Tripoli- When the Libyan coast guard received the first batch of long-awaited patrol boats from Italy in May, two of the four vessels had mechanical problems and the third vessel broke down on its way to Tripoli.
As Italy’s interior minister later flew in to present the boats officially at a naval base in the Libyan capital, coast guards grumbled that the vessels were old and had little deck space for rescued migrants.
“They want us to be Europe’s policeman. At the same time, that policeman needs resources,” said naval coastguard spokesman Ayoub Qassem. “I challenge anyone to work in these conditions.”
Half a million people have crossed the Mediterranean from Libya to Italy over the past four years, mainly sub-Saharan Africans who pay smugglers to shepherd them across the desert to Libya, and onward to Europe in unseaworthy dinghies. An estimated 13,000 of them have drowned.

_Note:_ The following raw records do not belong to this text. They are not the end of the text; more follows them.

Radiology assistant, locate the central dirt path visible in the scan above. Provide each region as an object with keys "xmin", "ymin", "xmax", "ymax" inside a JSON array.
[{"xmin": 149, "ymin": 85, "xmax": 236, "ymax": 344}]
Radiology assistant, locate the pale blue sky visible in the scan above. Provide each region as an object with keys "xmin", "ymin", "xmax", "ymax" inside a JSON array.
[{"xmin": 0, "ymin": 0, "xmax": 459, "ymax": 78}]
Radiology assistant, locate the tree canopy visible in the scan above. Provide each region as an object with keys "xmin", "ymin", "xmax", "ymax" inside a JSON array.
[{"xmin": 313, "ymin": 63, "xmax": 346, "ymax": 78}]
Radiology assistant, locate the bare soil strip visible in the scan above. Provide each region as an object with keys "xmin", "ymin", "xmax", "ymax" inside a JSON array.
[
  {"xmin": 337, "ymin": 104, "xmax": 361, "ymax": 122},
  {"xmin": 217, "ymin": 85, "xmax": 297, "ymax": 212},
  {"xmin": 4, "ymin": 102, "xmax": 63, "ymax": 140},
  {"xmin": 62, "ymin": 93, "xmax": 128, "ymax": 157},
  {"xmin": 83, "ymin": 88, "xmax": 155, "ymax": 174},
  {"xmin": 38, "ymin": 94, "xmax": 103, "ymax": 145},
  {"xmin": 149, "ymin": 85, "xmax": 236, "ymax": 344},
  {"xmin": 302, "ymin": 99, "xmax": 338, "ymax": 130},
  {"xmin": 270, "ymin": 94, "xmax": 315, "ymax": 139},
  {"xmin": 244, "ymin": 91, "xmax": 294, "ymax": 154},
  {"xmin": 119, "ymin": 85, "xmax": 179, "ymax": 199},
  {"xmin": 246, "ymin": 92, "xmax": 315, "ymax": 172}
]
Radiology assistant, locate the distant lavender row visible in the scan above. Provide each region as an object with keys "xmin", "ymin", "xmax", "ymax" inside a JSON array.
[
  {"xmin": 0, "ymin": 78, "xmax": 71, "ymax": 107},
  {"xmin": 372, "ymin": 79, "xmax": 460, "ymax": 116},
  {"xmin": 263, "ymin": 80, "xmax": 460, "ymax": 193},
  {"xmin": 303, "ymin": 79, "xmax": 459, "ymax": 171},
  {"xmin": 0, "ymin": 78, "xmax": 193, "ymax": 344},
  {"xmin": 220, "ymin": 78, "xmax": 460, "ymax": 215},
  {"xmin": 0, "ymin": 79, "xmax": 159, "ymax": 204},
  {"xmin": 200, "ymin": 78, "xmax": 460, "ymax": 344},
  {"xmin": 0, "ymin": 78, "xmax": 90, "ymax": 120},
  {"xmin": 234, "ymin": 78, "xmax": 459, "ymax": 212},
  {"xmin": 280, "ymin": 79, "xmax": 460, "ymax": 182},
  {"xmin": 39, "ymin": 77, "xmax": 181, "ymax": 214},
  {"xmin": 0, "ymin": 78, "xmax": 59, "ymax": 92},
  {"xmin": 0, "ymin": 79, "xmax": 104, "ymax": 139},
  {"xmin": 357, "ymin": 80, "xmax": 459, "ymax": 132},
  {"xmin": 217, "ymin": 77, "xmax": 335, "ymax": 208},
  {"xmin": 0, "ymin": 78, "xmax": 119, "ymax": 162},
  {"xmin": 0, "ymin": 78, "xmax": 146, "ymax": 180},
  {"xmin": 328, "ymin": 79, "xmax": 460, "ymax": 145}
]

European governments want to stop the migrants and break the grip of the smugglers. But more than four months after Italy and the European Union launched a new push to tackle the crisis, accounts by migrants, aid workers and officials show that effort is all but failing to make a difference.
When Libyan authorities do catch migrants, they take them to detention centers nominally under the control of the government, which already house about 8,000 people.
Though Europeans have pledged funding to improve the camps, some are still so cramped that migrants have to sleep sitting up.
At Tripoli’s Tariq al-Siqqa migrant center, where visiting dignitaries are brought, flowers have been planted in the courtyard and wash-basins installed. But behind a padlocked metal gate hundreds of migrants still languish, crammed side to side on mattresses in a single unventilated room.
“They shut us up, they imprison us, they ask us for money,” said one 22-year-old from Guinea, who has been in the center since March, when he was intercepted by the Libyan coastguard with about 120 other migrants shortly after they set off for Italy. “They hit people. They don’t like black skin.”
The sea route from the Libyan coast is one of two main routes in the biggest flow of migrants to Europe since World War Two. The other, by sea from Turkey to Greece, was largely shut down last year after an agreement between the EU and Ankara, but the flow from Libya has only increased.
This year has already seen 70,000 people make the journey, with the summer peak season for the voyage only just beginning. An estimated 2,000 have died so far this year.
Unlike Turkey, Libya is still seen as too dangerous for Europeans to send migrants back, so those who make it into international waters usually end up in Italy.
Libya’s people-smuggling networks flourished amid the upheaval that followed the revolution that toppled dictator Muammar al-Gaddafi in 2011, and their trade surged after 2014, when conflict spread and rival governments were set up in Tripoli and the east.
Since 2016, the EU has made a push to cooperate with a new Libyan government backed by the United Nations.
Coastguard training began on board EU ships in October.
In February, Italy signed a memorandum of understanding with Tripoli that the EU quickly endorsed, earmarking 90 million euros.
But Europe has delivered little concrete support, said Tarek Shanbour, a senior coastguard official. “We meet, we talk, we take decisions, we make agreements, but on the ground there is no execution.”
The Libyan government has little sway outside the capital or even over some of the ministries within it. Its authority has been rejected in the east and is barely felt in the south where smugglers bring migrants in across the Sahara.
“So far we can’t say as the European Union we’ve achieved much,” a European official said on condition of anonymity. “The point is we need short term solutions but there are no short-term solutions. There is no Turkey deal in North Africa.”
As European policy makers study longer-term schemes to improve security on Libya’s southern borders, wean communities off smuggling, and provide aid in migrants’ countries of origin, Libyan officials worry that numbers inside Libya will swell.
They say they have little capacity to host migrants in a country deep in economic crisis, where nearly 250,000 are still internally displaced.
European funding has helped increase voluntary repatriations of migrants caught in Libya who agree to return home, but this is unlikely to surpass 10,000 this year.
Migrants caught by the Libyan coastguard at sea or swept up in nighttime raids are detained in migrant centers, both official ones nominally run by the government and others run by an array of armed groups.
Those running the centers raise money by making migrants or their families pay for their release, selling them back to smugglers or hiring them out for labor, migrants say. Sexual abuse is common, according to a former member of staff at one of the Tripoli centers.
In unofficial centers and holding houses in western and southern Libya, run by militias or even by smugglers themselves, conditions are said to be far worse. Migrants say video or audio of them being tortured is relayed to their families to extort cash transfer payments.
Migrants said they were forced to build the center themselves. Several had died from untreated illnesses.
Detention center staff say they lack resources, and sometimes have to use force with desperate or unruly migrants.
Mohamed Bishr, the head of Tripoli’s Department of Combating Illegal Migration (DCIM), dismissed reports of abuse and killings, saying migrants were detained for their protection.
“Given the security situation inside the Libyan state they cannot leave the detention centers because they do not have identification documents,” he said. “They might face the worst if they leave.”